Vielleicht bist du einer jener hässlichen Menschen. Vielleicht kannst du dir wirklich nicht vorstellen, dass es einen Nachteil haben kann, schön genannt zu werden. Mein Körper, um den mich alle beneiden, wenn sie ihn sehen - er ist ein einziges Hindernis. Ich habe eine klassische Figur, wie aus den feuchten Träumen eines kleinen Jungen. Große Oberweite, schlanke Taille, und breite Hüften. Ich bin auch schlank - was will man mehr?
Nur einen gut sitzenden BH und eine Brust-OP. Wirklich. Das Bindegewebe ist trotz Jugend weich und droht bei jeder hektischen Bewegung zu reißen.

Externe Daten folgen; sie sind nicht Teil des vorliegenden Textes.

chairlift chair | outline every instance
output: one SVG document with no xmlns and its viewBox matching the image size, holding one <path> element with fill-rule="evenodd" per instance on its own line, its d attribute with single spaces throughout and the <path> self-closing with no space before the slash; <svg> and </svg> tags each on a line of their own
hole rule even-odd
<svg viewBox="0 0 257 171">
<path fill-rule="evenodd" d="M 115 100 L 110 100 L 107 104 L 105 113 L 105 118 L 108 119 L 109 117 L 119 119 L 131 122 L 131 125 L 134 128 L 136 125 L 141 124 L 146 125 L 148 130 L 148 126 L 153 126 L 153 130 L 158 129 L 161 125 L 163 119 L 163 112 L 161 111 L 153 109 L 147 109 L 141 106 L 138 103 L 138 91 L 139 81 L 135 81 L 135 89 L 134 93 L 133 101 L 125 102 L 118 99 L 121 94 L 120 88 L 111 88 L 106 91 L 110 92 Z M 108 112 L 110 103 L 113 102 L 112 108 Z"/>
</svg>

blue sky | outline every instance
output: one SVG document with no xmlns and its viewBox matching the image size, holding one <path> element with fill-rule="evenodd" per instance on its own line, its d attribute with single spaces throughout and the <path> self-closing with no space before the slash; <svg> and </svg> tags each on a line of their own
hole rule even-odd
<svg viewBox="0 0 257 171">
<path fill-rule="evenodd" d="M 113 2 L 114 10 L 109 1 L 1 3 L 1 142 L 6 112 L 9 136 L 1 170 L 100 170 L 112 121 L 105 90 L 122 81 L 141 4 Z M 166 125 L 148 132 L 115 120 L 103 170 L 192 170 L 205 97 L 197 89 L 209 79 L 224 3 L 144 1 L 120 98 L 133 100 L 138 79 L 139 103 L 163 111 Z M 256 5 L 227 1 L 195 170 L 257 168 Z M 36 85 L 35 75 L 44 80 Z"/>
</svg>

Korsetts oder Corsagen? Nein. Vielleicht für eine Figur von neunzigsechzigneunzig. Aber nicht für mich.
Zu allem Überfluß habe ich zu einer sogenannten guten Figur auch noch ein angeblich schönes Gesicht - das Einzige an mir, was ich auch nur ein bisschen mag.
Trotzdem - dieser Körper, in dem ich da gefangen bin, ist nur ein einziges Hindernis für mich. Sport - das scheidet aus, das Bindegewebe könnte reißen. Schwimmen? Wäre ja schön, wenn ich nicht halb blind wäre und im Wasser nichts sehen könnte. Mit Brille schwimmen? Ich bin doch nicht wahnsinnig, ich habe schon einmal eine Brille verloren.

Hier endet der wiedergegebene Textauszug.